I still haven't read all of the letter I recieved back in Maine. I've tucked it away for later, somewhere down the road. Right now it still feels like too much information. I sat down to write my own letter just before I left on Thursday, and I sat there at the desk for almost two hours thinking before I finally put pen to paper. I wrote about my BS job, my BS boss, my BS love life, and my BS apartment on Long Island. It was at this point that I pretty much started really wondering what I'd lost. For a split-second, I almost felt elated that I was being given a chance to live another life. But Vinny DeSantis is still who I feel I am. I am him. My life may not have been perfect but it was still my life.

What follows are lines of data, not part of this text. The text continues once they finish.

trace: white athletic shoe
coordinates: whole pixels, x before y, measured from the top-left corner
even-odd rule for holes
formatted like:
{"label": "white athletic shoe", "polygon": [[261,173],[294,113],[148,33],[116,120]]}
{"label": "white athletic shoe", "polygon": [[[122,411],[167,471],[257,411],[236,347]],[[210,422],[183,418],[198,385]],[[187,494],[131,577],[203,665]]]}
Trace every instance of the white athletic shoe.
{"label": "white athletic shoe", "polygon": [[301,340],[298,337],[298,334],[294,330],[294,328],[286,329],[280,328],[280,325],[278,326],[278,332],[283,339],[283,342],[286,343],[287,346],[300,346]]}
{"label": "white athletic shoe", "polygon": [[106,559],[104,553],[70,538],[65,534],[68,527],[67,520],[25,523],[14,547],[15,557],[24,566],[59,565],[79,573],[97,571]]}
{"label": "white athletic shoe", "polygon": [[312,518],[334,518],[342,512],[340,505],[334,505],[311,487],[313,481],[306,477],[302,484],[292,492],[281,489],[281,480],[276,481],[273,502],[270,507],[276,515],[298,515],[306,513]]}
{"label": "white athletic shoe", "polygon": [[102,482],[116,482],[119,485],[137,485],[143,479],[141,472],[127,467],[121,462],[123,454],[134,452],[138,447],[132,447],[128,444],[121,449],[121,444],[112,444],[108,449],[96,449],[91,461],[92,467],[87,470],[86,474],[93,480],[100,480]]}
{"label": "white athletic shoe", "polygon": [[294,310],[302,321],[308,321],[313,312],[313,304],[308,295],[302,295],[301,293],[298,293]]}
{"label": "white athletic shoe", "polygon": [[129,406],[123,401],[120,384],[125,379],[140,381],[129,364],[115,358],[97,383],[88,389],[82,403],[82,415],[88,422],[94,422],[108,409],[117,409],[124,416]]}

So Mount Holyoke turns out to be an all women's school, and a fairly well known one too, which makes me feel kind of dumb for not knowing about it in the first place. It really serves to reinforce what a drastic change I've undergone. I never thought about it, but something as simple as your gender makes a huge difference in the way you live your life. It's something that I think everyone kinda knows maybe if only somewhere in the dark recesses of your mind, but it's something that I'm now experiencing for sure. I lost track of the number of men who I caught giving me the one-over on the train here. It's not that I blame them - hell, I engaged in the practice myself. If I'd seen Sarah on a LIRR train, I'd have easily done it. It's just a lot different when you're the one being stared at. I'm sure my first class this afternoon is going to reinforce it again when I'm surrounded by women in a lecture hall.

At the train station in Boston I took my first journey into the "inner sanctum" when I went to the bathroom, using a specifically gender-segregated facility for the first time since the change. It wasn't anything special, but it was another little reminder, one of many.